First there is a whole collection of algorithms where you assign a different learning rate (usually called eta) to each weight. As the training proceeds you increase eta in some way if you keep going downhill in terms of the error. When the weight change gets too large you end up on the other side of the valley and for this you must decrease the learning rate in some way. Algorithms vary on both the speeding up and slowing down details. Second there is a set of algorithms known as conjugate gradient methods. Third there are the methods that build up the network one hidden unit at a time. Here are some of common algorithms:
Rprop may be one of the best training algorithms and there are a number of online articles available on it: rprop, While rprop may be the best choice in more cases than any other it is not the best in every case, from time to time I run into a problem where rprop behaves poorly.
Quickprop is also one of the better training algorithms and is loosely based on Newton's method for finding the root of a quadratic function. The article on this by Scott Fahlman is available online.
The Super self-adjusting back-propagation algorithm (SuperSAB) was developed by Tom Tollenaere. My experience with it so far shows that it is not as fast as quickprop or rprop with standard problems however at this stage in neural networking research this is not the final verdict, sometimes it probably will be the best. I did see a posting on the net that SuperSAB was "among the best" algorithms in another research report. To get good results you may have to limit each eta to some relatively small value, say 1 to 5 or so.
Cascade correlation by Fahlman and Lebiere may be the fastest available training method and it constructs the network by adding hidden units one at a time. For a description see the online article. One of the reasons it is so fast is that only the new weights are trained, the rest of the weights stay fixed. A recent paper by Lutz Prechelt compares the original algorithm with 5 variations.

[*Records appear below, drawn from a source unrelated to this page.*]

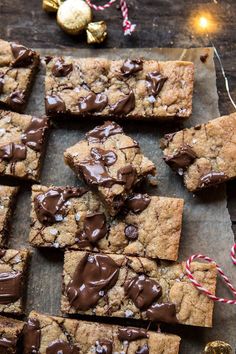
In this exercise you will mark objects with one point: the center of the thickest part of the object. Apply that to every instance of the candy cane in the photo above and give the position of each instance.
(220, 271)
(128, 27)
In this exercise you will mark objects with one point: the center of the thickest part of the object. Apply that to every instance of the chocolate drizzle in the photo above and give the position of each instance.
(180, 160)
(34, 133)
(124, 105)
(54, 104)
(131, 334)
(165, 312)
(60, 346)
(52, 203)
(32, 336)
(10, 287)
(94, 276)
(155, 81)
(138, 202)
(130, 66)
(101, 133)
(23, 56)
(60, 69)
(212, 178)
(93, 103)
(143, 291)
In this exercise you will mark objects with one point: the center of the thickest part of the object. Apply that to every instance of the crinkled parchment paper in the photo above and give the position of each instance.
(206, 227)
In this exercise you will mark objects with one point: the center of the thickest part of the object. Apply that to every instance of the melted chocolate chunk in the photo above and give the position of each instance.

Recurrent Cascade correlation (RCC) adapts CC to recurrent networks and the RCC article is available online. However RCC as it was originally proposed is incapable of representing and thus learning certain types of temporal sequences (certain automata for example), for a proof, explanation and improvements see the online article by C.L. Giles and others.
There is a collection of methods called "conjugate gradient methods" for training networks that are reportedly very fast. A very detailed tutorial on the CG approach is a 50+ page online postscript article by Jonathan Shewchuk. Another online source is a section of the book, Numerical Recipes in C where one section covers Conjugate Gradient Methods in Multidimensions 420. A collection of online articles by Patrick van der Smagt gives some results on xor, fitting sin(x)*cos(2*x) and tan(x). CG performed especially well on the function fitting problems yet these were data sets without noise and normally people use real world and therefore noisy data. In a test by Alpsan and others with real world data CG did not perform any better than less sophisticated methods.
There are many other ways to speed up training, for an online article that lists quite a few of them see the article by Schiffmann and others. A recent offline article by Dogan Alpsan and others gives interesting results using various algorithms on a medical classification problem.